Zudem befürchtete man in Warnemünde, dass eine Glaswand schnell durch Schmierereien und Kratzspuren zum Schandfleck werden könnte. Diese Ängste gibt es nun nicht mehr. Dass es keine Glaswand in Warnemünde geben wird, ist den neuen Landesvorgaben für die Bemessungsgrundlage des Hochwassers zu verdanken.

Waren die Planer zu Beginn der Überlegungen zum neuen Hochwasserschutz-Projekt noch von einer Höhe von 3,40 Metern über dem Meeresspiegel ausgegangen, so muss nach neuesten Berechnungen der Hochwasser-Schutzwall in Warnemünde nur noch einen Wasserstand von 2,95 Metern meistern. Wie das Staatliche Amt für Landwirtschaft und Umwelt (Stalu) bei einer Sitzung des Ortsbeirats Warnemünde erklärte, soll mit dem Bau 2015 begonnen werden.

Hochwasserschutz in Warnemünde

Doch warum braucht Warnemünde überhaupt einen neuen Hochwasserschutz. Ganz einfach: Die 1972 gebaute Hochwasser-Schutzmauer entspricht nicht mehr den Gesetzen. Zudem kommt es bei Sturmfluten immer wieder zu Überschwemmungen. Diese waren in den vergangenen Jahren zwar nie mit der gewaltigen Sturmflut von 1872 in Warnemünde zu vergleichen, doch in Warnemünde weiß man auch: Durch den Klimawandel ist die Gefahr einer neuerlichen, großen Sturmflut gegeben.

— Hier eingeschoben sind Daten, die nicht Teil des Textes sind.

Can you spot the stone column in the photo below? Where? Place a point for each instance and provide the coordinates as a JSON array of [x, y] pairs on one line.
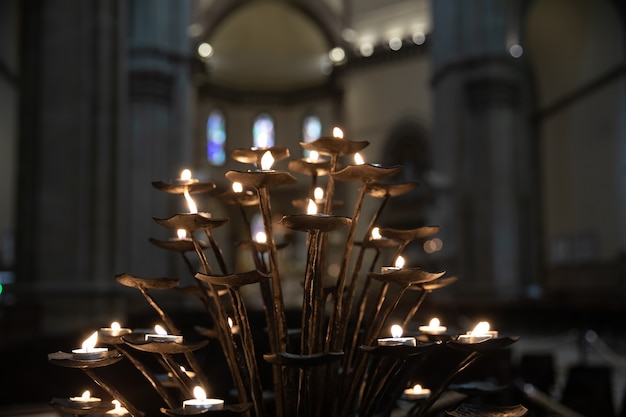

Erleichtert zeigten sich Urlauber und Einheimische in Warnemünde zudem vom Beschluss, dass die Bootsliegeplätze am Alten Strom erhalten werden sollen. Und auch die Promenade am Alten Strom in Warnemünde werde nicht in Mitleidenschaft gezogen. Ganz im Gegenteil. Sie werde die Mittelmole in Warnemünde, die in den kommenden Jahren umgebaut werden soll, perfekt ergänzen. Heißt: Warnemünde behält weiter seinen unverwechselbaren Charme.

Dafür sorgt auch die neue Sturmflutschutz-Mauer. Denn eins ist unbestritten: Sollte eine gewaltige Sturmflut Warnemünde heimsuchen, stünden die tiefer gelegenen Stadtteile unter Wasser. Es entstünden irreparable Schäden. Das Flair und die einmalige Architektur in Warnemünde wären zerstört.

Glücklicherweise hat es in Warnemünde solche bösen Sturmfluten lange nicht mehr gegeben. Vielmehr erfreuen sich die Urlauber in Warnemünde am herrlichen Strand, am Flanieren am Alten Strom und am Anblick der Kreuzfahrt-Schiffe, die immer öfters den Hafen Warnemünde anlaufen. Um das alles zu schützen, braucht Warnemünde einen Sturmflutschutz.

Fazit: In Warnemünde denkt man langfristig und perspektivisch voraus. Genau das ist der richtige Weg. Es wird nicht erst abgewartet, bis eine Sturmflut Warnemünde heimsucht. Präventiv wird schon jetzt an einem Hochwasserschutz gearbeitet, der die Herausforderung in Zukunft meistern kann. Zudem werden die Ängste und Wünsche der Menschen in Warnemünde bei den Planungen berücksichtigt. Das ist aktive Bürgerbeteiligung – so funktioniert Politik heute. Das ist nicht nur lobenswert. Das ist der einzig richtige Weg.